Agregó que los propósitos del Consejo Suramericano de Defensa tienen que ver exclusivamente con cooperación, porque los países suramericanos "no tenemos enemigos reales ni potenciales".

Panetta concordó con ello al recordar que en el pasado, Estados Unidos desestimulaba la cooperación militar con países suramericanos y centroamericanos, pero aseguró que esa actitud cambió.

"Hoy pensamos que ese tipo de capacidad (de defensa) es importante. Si podemos usar esas capacidades para desarrollar asociaciones innovadoras, podremos promover la seguridad en la región y la seguridad de los países involucrados", sostuvo Panetta.

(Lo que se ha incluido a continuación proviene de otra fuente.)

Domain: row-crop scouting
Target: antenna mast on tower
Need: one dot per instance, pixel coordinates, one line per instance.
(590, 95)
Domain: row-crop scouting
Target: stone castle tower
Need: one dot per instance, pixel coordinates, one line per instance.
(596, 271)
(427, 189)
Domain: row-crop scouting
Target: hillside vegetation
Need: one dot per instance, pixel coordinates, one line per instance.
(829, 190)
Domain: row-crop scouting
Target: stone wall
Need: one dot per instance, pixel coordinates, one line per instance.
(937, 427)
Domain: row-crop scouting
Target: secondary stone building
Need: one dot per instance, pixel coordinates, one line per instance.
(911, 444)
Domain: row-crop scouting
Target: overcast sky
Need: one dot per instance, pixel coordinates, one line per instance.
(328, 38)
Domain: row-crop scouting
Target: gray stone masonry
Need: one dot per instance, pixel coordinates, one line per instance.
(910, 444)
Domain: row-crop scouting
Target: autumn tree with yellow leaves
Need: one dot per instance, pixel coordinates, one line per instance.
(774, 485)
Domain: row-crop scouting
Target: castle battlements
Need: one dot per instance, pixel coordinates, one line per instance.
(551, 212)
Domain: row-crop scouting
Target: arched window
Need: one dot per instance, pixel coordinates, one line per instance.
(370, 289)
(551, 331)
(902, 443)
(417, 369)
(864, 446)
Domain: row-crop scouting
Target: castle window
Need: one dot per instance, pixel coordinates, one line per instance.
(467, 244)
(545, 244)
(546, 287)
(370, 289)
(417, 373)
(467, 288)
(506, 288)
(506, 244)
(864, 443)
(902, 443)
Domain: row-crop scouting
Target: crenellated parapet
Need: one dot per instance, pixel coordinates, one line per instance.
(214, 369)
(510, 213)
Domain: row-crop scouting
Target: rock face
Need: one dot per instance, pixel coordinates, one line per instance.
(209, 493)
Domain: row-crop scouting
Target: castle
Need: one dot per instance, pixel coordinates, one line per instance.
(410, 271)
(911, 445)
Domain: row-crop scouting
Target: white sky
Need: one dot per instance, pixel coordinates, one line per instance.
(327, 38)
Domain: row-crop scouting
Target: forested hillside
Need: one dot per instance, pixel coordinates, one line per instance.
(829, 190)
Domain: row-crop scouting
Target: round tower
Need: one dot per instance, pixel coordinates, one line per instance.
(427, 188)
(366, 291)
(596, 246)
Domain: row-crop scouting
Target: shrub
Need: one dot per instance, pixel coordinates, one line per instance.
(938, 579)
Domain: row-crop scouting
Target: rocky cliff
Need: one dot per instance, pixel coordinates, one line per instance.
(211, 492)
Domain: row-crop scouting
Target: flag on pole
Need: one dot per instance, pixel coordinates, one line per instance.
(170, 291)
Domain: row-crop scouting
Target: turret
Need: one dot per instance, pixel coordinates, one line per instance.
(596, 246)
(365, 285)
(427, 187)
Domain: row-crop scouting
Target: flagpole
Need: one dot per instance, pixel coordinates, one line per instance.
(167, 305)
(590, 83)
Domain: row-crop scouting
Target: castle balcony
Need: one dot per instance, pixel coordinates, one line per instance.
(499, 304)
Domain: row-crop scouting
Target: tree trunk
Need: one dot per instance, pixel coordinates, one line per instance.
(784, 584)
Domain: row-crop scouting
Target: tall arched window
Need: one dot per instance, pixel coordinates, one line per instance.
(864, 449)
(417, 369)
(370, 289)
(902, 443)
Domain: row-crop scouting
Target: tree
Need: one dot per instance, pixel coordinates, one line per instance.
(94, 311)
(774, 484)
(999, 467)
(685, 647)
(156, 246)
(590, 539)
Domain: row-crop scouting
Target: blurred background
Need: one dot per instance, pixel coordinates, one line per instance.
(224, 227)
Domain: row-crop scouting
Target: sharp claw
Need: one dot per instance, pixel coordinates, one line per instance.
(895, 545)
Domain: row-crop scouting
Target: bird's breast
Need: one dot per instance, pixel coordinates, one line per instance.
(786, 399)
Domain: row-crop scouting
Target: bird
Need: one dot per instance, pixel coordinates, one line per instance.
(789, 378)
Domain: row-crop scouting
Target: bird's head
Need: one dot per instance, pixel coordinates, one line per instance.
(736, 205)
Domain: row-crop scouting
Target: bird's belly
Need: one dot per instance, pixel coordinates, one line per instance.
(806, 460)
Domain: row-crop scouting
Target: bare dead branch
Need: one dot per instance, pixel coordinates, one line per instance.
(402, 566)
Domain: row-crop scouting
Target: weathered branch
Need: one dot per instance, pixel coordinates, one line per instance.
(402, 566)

Recordó que Estados Unidos y otros países enfrentan restricciones presupuestarias, por lo cual la mejor forma de enfrentar el futuro es formar alianzas con otros países para compartir información y asistencia para aumentar la seguridad en el futuro.

En la reunión, Panetta defendió ante Amorim el avión estadounidense F-18 Super Hornet, que participa en una competencia para renovar la flota de caza bombarderos de Brasil.

Brasil pretende comprar 36 aviones caza para su Fuerza Aérea y definió tres modelos de los cuales escogerá uno: el estadounidense de la empresa Boeing, el Rafale de la francesa Dassault y el Gripen NG de la sueca Saab.

No obstante, Amorim aclaró que Brasil no tiene plazo para decidir cuál avión escogerá y que la presidenta Rousseff tomará la decisión considerando criterios de calidad, precio y transferencia de tecnología.

La adquisición podría alcanzar hasta 10.000 millones de dólares, según el modelo escogido.